At the last American Society of Haematology (ASH) meeting, the CANDID study was presented by the International CML foundation (iCMLf) : a case collection of 110 SARS‐CoV‐2‐positive patients observed among 12·336 CML patients in 20 countries was reported, with an incidence of 0·89%. Similar to our study, the median age at COVID‐19 diagnosis was 54 years (in our study the majority of patients were in the age range between 50 and 65 years), with a 55% male prevalence (73% in our series) and with a median time from diagnosis of seven years (six years in our study). Compared to the CANDID study, in our experience more patients presented with a completely asymptomatic form: only 3·6% of patients were diagnosed as having a critical and severe infection requiring assisted mechanical ventilation compared to 17% in the multicentric worldwide cohort. A similar percentage of patients discontinued TKI therapy due to the SARS‐CoV‐2 infection: 23% in our study versus 30% in the CANDID study. The mortality rate reported in our series appears low (5·5%) if compared to that of the CANDID study (14%), in line with that described in other reports focussing on myeloproliferative neoplasms, , , , but higher than the mortality rate of the whole Italian population not affected by haematologic malignancies (2·97%) during the first year of the pandemic. In the iCMLf analysis, a univariate analysis was carried out to define predictive factors associated with an increased mortality rate: age over 75 years, the severity of SARS‐CoV‐2 infection as graded by the WHO and imatinib therapy were associated with a significantly higher and significant mortality. The increased mortality with imatinib compared to second‐generation inhibitors is not surprising considering that the drug is predominantly prescribed to the elderly population with CML. In our study advanced age, concomitant cardiovascular comorbidities and imatinib treatment were indeed associated with an increased mortality due to SARS‐CoV‐2 infection.

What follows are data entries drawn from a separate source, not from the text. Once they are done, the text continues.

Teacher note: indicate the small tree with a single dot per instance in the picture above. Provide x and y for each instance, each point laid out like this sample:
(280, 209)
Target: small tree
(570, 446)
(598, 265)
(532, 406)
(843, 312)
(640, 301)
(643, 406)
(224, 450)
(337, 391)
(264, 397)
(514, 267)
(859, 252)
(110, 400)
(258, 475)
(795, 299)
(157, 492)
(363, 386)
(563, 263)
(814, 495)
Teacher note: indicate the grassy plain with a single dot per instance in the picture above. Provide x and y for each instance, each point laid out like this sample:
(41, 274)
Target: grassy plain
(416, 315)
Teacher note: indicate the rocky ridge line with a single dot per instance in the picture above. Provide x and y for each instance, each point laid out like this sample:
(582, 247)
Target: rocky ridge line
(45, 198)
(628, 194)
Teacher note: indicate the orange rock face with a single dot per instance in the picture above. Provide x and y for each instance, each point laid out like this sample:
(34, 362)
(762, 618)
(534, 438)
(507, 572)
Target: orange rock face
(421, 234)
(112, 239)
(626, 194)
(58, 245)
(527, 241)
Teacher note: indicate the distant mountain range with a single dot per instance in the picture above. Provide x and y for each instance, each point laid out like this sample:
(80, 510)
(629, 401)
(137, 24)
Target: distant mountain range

Some groups have attempted to carry out an extensive serological investigation of a possible SARS‐CoV‐2 infection, testing large CML cohorts. Bonifacio et al. reported at the last ASH meeting the infection prevalence in 564 patients in different phases of the disease. Eleven patients resulted IgG‐positive, with only three having a previous diagnosis of SARS‐CoV‐2 infection. Anosmia, ageusia, fever and asthenia were the symptoms most frequently associated with the IgG‐positive status. The UK group tested 161 CML patients with diaminobenzoic acid (DABA) analysis and 18 proved positive (11·2%). At diagnosis, 15 patients were asymptomatic or had only mild symptoms: as in the previous study, the most frequent symptoms associated to IgG positivity were fever, cough and fatigue. A large analysis on the possible association with COVID‐19, by the Italian Campus CML network, is currently under way.

Based on the results of our survey, we could document some consequences related to the SARS‐CoV‐2 infection in five patients, but not the so‐called ‘long‐COVID’ sequelae. None of the cohorts so far reported have observed long‐term sequelae and an analysis focussed on this aspect needs to be planned.

We could also show that the COVID‐19 pandemic has had an impact on the management of the disease: about 24% of centres changed the schedule for the molecular monitoring of patients already in molecular response and more than half of the participants did not propose a treatment discontinuation strategy considering the impossibility of carrying out the required close molecular monitoring at least for the first six months.

In conclusion, this study reports for the first time what has occurred to a large cohort of CML patients in Italy during this first year of the COVID‐19 pandemic: the mortality rate in CML appears lower if compared to other haematologic malignancies and most patients were occasionally diagnosed as having the infection while being completely asymptomatic. A long‐term follow‐up is required in order to conclusively define the impact of the pandemic and the possible repercussions of the infection on the efficacy of drugs and on side effects.